Yang paling menyedihkan, bukan perbedaan pendapat yang menjadi masalah utama kita di negeri ini sehingga tidak bisa benar -- benar hidup sebagai satu kesatuan Bangsa yang utuh. Adalah perbedaan suku, agama, dan ras yang menjadi masalah kita setidaknya beberapa tahun terakhir ini.
2. Internasionalisme atau Kemanusiaan
Setelah mampu mengenal dan mencintai sesama kita Bangsa Indonesia barulah kita menjalin persahabatan dengan dunia luar. Dimana dunia punya perbedaan yang lebih kompleks daripada di Indonesia sendiri. Suku, Ras dan Agama jelas jauh lebih banyak bila seluruh dunia digabungkan.
Dari sana kita akan belajar tentang kemanusian. Memahami bahwa perbedaan tidak benar -- benar mengizinkan kita untuk saling bermusuhan. Dengan persahabatan yang terbentuk antar Negara -- Negara di dunia juga dengan adanya prinsip kemanusiaan yang tinggi, mungkin segala peperangan, aksi terorisme, atau ancaman -- ancaman yang mengganggu ketenangan dan kedamaian dunia bisa dihindarkan.

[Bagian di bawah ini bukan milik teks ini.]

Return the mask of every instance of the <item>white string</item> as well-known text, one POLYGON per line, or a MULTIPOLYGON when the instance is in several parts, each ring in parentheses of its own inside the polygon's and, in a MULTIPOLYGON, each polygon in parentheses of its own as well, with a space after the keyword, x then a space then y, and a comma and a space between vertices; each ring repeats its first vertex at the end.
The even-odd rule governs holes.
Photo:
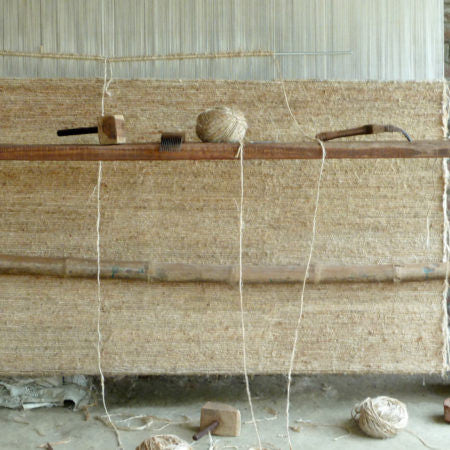
MULTIPOLYGON (((447 81, 443 82, 443 94, 442 94, 442 128, 444 139, 448 139, 448 119, 449 119, 449 91, 447 81)), ((450 223, 448 217, 448 190, 450 173, 448 165, 450 163, 449 158, 442 160, 442 169, 444 177, 444 193, 442 195, 442 209, 444 214, 444 235, 443 235, 443 255, 442 261, 446 263, 444 292, 442 295, 442 335, 444 345, 442 348, 442 376, 445 376, 449 368, 449 330, 448 330, 448 313, 447 313, 447 296, 449 290, 449 273, 450 273, 450 247, 449 247, 449 233, 450 223)))
POLYGON ((449 256, 449 219, 448 219, 448 211, 447 211, 447 202, 448 202, 448 188, 449 188, 449 170, 448 170, 449 159, 444 158, 442 160, 442 171, 444 177, 444 193, 442 195, 442 209, 444 210, 444 235, 443 235, 443 247, 444 252, 442 255, 442 261, 447 262, 449 256))
POLYGON ((103 71, 103 88, 102 88, 102 116, 105 115, 105 94, 108 83, 106 82, 107 72, 108 72, 108 58, 104 60, 104 71, 103 71))
POLYGON ((123 449, 122 441, 120 439, 119 430, 116 425, 113 423, 111 419, 111 415, 109 414, 108 408, 106 406, 106 397, 105 397, 105 376, 103 375, 102 370, 102 332, 100 327, 101 322, 101 314, 102 314, 102 290, 100 283, 100 188, 102 184, 102 162, 98 162, 98 175, 97 175, 97 363, 98 363, 98 372, 100 374, 100 385, 102 391, 102 402, 103 409, 105 410, 106 417, 108 418, 109 423, 111 424, 112 429, 117 438, 117 444, 119 449, 123 449))
POLYGON ((102 162, 99 162, 98 165, 98 175, 97 175, 97 363, 98 363, 98 371, 100 373, 101 379, 101 387, 102 387, 102 399, 103 406, 105 408, 105 412, 108 416, 108 419, 111 420, 111 417, 108 413, 108 409, 106 408, 105 402, 105 378, 103 376, 102 364, 101 364, 101 346, 102 346, 102 333, 100 330, 100 319, 101 319, 101 308, 102 308, 102 292, 100 285, 100 186, 102 183, 102 162))
POLYGON ((208 433, 208 437, 209 437, 209 447, 208 447, 208 450, 214 450, 214 441, 213 441, 213 438, 212 438, 212 436, 211 436, 211 433, 209 432, 208 433))
POLYGON ((289 441, 289 448, 291 450, 293 447, 292 447, 291 434, 290 434, 290 428, 289 428, 289 409, 290 409, 290 398, 291 398, 292 371, 294 369, 294 360, 295 360, 295 355, 297 352, 297 344, 298 344, 300 325, 301 325, 301 321, 303 318, 303 305, 304 305, 304 298, 305 298, 306 280, 309 275, 309 268, 311 266, 311 259, 312 259, 313 250, 314 250, 314 241, 316 239, 316 222, 317 222, 317 211, 319 209, 320 185, 322 182, 323 168, 325 165, 325 158, 327 155, 327 152, 325 150, 325 146, 323 145, 323 142, 319 141, 319 143, 322 148, 322 163, 320 166, 319 179, 317 181, 316 203, 315 203, 315 207, 314 207, 311 244, 310 244, 310 248, 309 248, 308 262, 306 264, 306 269, 305 269, 305 276, 303 277, 302 293, 300 296, 300 312, 299 312, 298 319, 297 319, 297 326, 295 327, 294 343, 292 345, 292 353, 291 353, 291 359, 290 359, 289 371, 288 371, 287 397, 286 397, 286 430, 287 430, 287 437, 288 437, 288 441, 289 441))
POLYGON ((111 92, 109 92, 109 86, 113 81, 113 69, 112 69, 112 64, 111 64, 111 60, 109 58, 107 58, 107 62, 108 62, 108 66, 109 66, 109 79, 108 82, 106 83, 106 87, 105 87, 105 94, 108 97, 111 97, 111 92))
MULTIPOLYGON (((428 169, 434 171, 435 165, 438 159, 430 160, 428 164, 428 169)), ((428 199, 428 209, 427 209, 427 218, 426 218, 426 226, 427 226, 427 238, 425 243, 425 248, 430 250, 431 246, 431 214, 433 209, 434 200, 436 198, 437 190, 436 190, 436 179, 433 178, 433 194, 428 199)))
POLYGON ((440 447, 432 447, 430 444, 428 444, 424 439, 422 439, 418 434, 416 434, 414 431, 405 430, 407 433, 409 433, 411 436, 414 436, 424 447, 429 448, 430 450, 441 450, 440 447))
POLYGON ((300 130, 300 133, 304 137, 306 137, 312 141, 316 141, 320 145, 320 148, 322 149, 322 163, 320 165, 319 178, 317 180, 316 202, 315 202, 315 206, 314 206, 311 243, 310 243, 310 247, 309 247, 308 261, 307 261, 306 268, 305 268, 305 276, 303 277, 302 291, 301 291, 301 295, 300 295, 300 311, 298 314, 297 325, 295 327, 294 343, 292 345, 292 352, 291 352, 291 358, 290 358, 290 363, 289 363, 289 371, 288 371, 288 376, 287 376, 288 381, 287 381, 287 395, 286 395, 286 432, 287 432, 287 438, 288 438, 288 442, 289 442, 289 448, 292 450, 293 447, 292 447, 291 432, 290 432, 291 429, 289 426, 289 410, 290 410, 290 406, 291 406, 292 372, 294 370, 294 361, 295 361, 295 355, 297 353, 297 344, 298 344, 298 338, 299 338, 299 332, 300 332, 300 325, 301 325, 302 318, 303 318, 303 305, 304 305, 304 300, 305 300, 306 281, 307 281, 308 275, 309 275, 309 268, 311 266, 311 259, 312 259, 312 255, 313 255, 313 251, 314 251, 314 242, 316 239, 316 222, 317 222, 317 211, 319 209, 319 200, 320 200, 320 185, 322 183, 323 168, 325 166, 325 159, 327 156, 327 152, 326 152, 324 143, 320 139, 311 137, 307 133, 305 133, 303 128, 298 123, 297 118, 295 117, 294 113, 292 112, 291 105, 289 104, 286 87, 284 85, 284 80, 283 80, 283 77, 281 74, 280 64, 276 58, 274 58, 274 64, 275 64, 275 67, 278 69, 279 81, 281 83, 281 88, 283 90, 284 101, 285 101, 286 107, 288 109, 289 115, 291 116, 292 120, 294 121, 294 124, 300 130))
POLYGON ((280 62, 278 61, 277 58, 273 58, 274 60, 274 67, 276 67, 277 71, 278 71, 278 80, 281 83, 281 89, 283 90, 283 96, 284 96, 284 102, 286 104, 287 110, 289 112, 289 115, 291 116, 291 119, 294 121, 295 126, 300 130, 300 133, 307 139, 310 139, 311 141, 316 141, 319 142, 320 146, 323 147, 323 142, 320 141, 319 139, 309 136, 301 127, 301 125, 298 123, 297 118, 294 116, 294 113, 292 112, 291 109, 291 105, 289 104, 289 99, 287 96, 287 92, 286 92, 286 86, 284 85, 284 79, 283 79, 283 75, 281 73, 281 67, 280 67, 280 62))
POLYGON ((239 210, 239 300, 241 307, 241 330, 242 330, 242 360, 244 368, 245 389, 247 391, 248 404, 250 407, 250 414, 252 416, 252 423, 255 427, 256 436, 258 438, 259 449, 262 450, 261 436, 259 435, 258 425, 256 424, 255 413, 253 409, 252 394, 250 392, 250 383, 248 381, 247 371, 247 348, 246 348, 246 333, 244 320, 244 279, 242 276, 242 241, 244 236, 244 142, 241 141, 239 145, 238 155, 240 156, 240 173, 241 173, 241 203, 239 210))
POLYGON ((105 57, 103 60, 103 89, 102 89, 102 116, 105 115, 105 96, 111 96, 111 93, 109 92, 109 86, 113 81, 113 74, 112 74, 112 65, 111 61, 105 57), (108 66, 109 66, 109 77, 108 77, 108 66))
POLYGON ((116 434, 117 438, 117 444, 120 449, 123 448, 122 441, 120 439, 119 430, 117 429, 116 425, 111 420, 111 415, 109 414, 108 408, 106 406, 106 397, 105 397, 105 377, 103 375, 102 370, 102 333, 101 333, 101 313, 102 313, 102 291, 101 291, 101 283, 100 283, 100 271, 101 271, 101 265, 100 265, 100 188, 102 183, 102 161, 98 162, 98 176, 97 176, 97 362, 98 362, 98 371, 100 374, 100 384, 101 384, 101 391, 102 391, 102 402, 103 402, 103 408, 105 410, 105 414, 108 418, 109 423, 111 424, 111 427, 114 430, 114 433, 116 434))
MULTIPOLYGON (((104 2, 102 0, 102 53, 104 54, 105 48, 105 26, 104 26, 104 2)), ((102 89, 102 116, 105 115, 105 94, 107 92, 108 83, 107 83, 107 66, 108 59, 104 58, 104 76, 103 76, 103 89, 102 89)), ((111 428, 114 430, 117 439, 117 445, 119 449, 123 449, 123 444, 120 439, 120 433, 117 429, 116 425, 111 419, 111 415, 109 414, 108 408, 106 406, 106 397, 105 397, 105 376, 102 370, 102 333, 101 333, 101 314, 102 314, 102 290, 100 283, 100 189, 102 184, 102 161, 98 162, 98 176, 97 176, 97 363, 98 363, 98 371, 100 374, 100 384, 102 391, 102 402, 103 409, 105 410, 106 417, 108 418, 109 423, 111 424, 111 428)))
POLYGON ((445 270, 445 281, 444 281, 444 292, 443 292, 443 298, 442 298, 442 309, 443 309, 443 320, 442 320, 442 333, 444 337, 444 347, 442 349, 442 374, 444 375, 446 373, 446 370, 448 369, 448 352, 449 352, 449 343, 448 343, 448 317, 447 317, 447 295, 449 290, 449 274, 450 274, 450 261, 449 261, 449 255, 450 255, 450 247, 449 247, 449 233, 450 233, 450 223, 449 223, 449 217, 448 217, 448 190, 449 190, 449 178, 450 173, 448 170, 448 164, 450 159, 444 158, 442 160, 442 169, 443 169, 443 176, 444 176, 444 193, 442 195, 442 209, 444 212, 444 236, 443 236, 443 255, 442 255, 442 261, 446 263, 446 270, 445 270))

Dengan adanya kemanusiaan pula, kita menganggap diri setara dengan semua manusia di dunia. Tidak ada yang terlalu kuat atau terlalu lemah. Tidak ada keinginan untuk menguasai dunia, sebab kita menyadari bahwa bagaimana mungkin satu orang (Negara) merasa diri paling berhak untuk mengatur kendali dunia.
3. Demokrasi
Demokrasi adalah barang langka disebagian kecil Negara yang ada di dunia. Tapi, di Indonesia demokrasi bahkan mencapai luar batas. Presiden Joko Widodo pernah menyebut bahwa demokrasi kita kebablasan. Kita hidup lebih liberal bahkan daripada Amerika sendiri.
Padahal Demokrasi yang dimaksud oleh Pancasila kita adalah, kebebasan dengan batasan -- batasan tertentu. Tidak ada manusia di nusantara yang punya kekuatan absolout menyatakan pendapatnya dimuka umum. Tidak ada yang tidak boleh dipersalahkan. Bahkan kalaupun hanya bercanda, selama pernyataan itu menyakiti perasaan orang lain seharusnya tidak dilakukan.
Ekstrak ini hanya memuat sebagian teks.